Patient 1 with a 4.4-mm residual aneurysm of the initial posterior inferior cerebellar artery segment close to its origin from the V4 segment of the left vertebral artery (solid white arrow, A). After recoiling, we implanted a FRED 3.5 × 13 mm to cover the orifice of the posterior inferior cerebellar artery origin (B). The flow-diverting working zone (inner stent) is centrally positioned over the posterior inferior cerebellar artery origin (solid white bracket marked with 1 asterisk, C). The outer stent, which provides stable vessel anchorage symmetrically, overlaps the proximal and distal edge of the inner flow-diverting stent. Its distal flared ends are marked with solid white brackets and 2 asterisks (C). At 3-month follow-up, complete occlusion of the residual aneurysm was observed, with no residual inflow (D), which was also verified on different projections and 3D DSA. At the base of the coil basket, the overprojection of a proximal posterior inferior cerebellar artery loop (dashed white arrow, D) simulates residual aneurysm filling, but contrast washes out rapidly at this position after the arterial phase (not shown).

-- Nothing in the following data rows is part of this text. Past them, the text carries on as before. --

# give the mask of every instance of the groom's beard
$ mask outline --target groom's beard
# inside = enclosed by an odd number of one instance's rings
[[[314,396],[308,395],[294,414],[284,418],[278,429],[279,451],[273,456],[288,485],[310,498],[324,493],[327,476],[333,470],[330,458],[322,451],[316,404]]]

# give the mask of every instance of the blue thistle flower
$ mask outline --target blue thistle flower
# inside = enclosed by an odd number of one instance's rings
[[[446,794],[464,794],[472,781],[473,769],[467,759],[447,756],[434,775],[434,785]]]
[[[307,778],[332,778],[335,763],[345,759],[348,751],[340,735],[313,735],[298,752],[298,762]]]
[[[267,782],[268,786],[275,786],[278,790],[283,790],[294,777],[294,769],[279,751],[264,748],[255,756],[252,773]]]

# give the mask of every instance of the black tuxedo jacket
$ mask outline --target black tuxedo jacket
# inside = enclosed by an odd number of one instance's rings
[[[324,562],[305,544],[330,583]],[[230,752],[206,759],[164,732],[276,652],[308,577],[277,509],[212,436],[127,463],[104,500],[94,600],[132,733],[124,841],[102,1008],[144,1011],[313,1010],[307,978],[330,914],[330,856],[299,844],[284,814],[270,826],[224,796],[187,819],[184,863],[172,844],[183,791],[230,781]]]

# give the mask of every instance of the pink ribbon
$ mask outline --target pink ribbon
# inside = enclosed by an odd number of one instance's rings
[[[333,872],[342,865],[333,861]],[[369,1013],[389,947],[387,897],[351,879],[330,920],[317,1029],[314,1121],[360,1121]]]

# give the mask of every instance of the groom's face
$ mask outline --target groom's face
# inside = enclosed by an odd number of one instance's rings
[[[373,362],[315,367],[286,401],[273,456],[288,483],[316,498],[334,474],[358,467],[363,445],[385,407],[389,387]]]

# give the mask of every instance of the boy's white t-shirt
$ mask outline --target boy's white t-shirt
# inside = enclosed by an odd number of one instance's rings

Complete occlusion was also confirmed by unenhanced and enhanced TOF-MRA at 3 and 6 months.
Fig 2.
Fig 2.
Patient 7 with a 6.5-mm supraclinoid ICA aneurysm (A). In this case, a FRED 4.5 × 25 mm could be placed to cover the aneurysm neck with the inner stent mesh having the flow-diverting effect (dashed white line). Complete wall apposition can be appreciated along the entire carotid siphon (B). The outer stent ensuring stable vessel wall anchorage overlaps the inner flow-diverting stent over 3.5 mm at its proximal and distal ends (double-headed white arrows, B). At its termination, 4 radiopaque tips mark the flared ends. At 3-month follow-up, complete occlusion of the aneurysm could be confirmed on DSA (C) with no residual inflow, which was also confirmed by MR imaging at that time and remained stable at 6-month follow-up.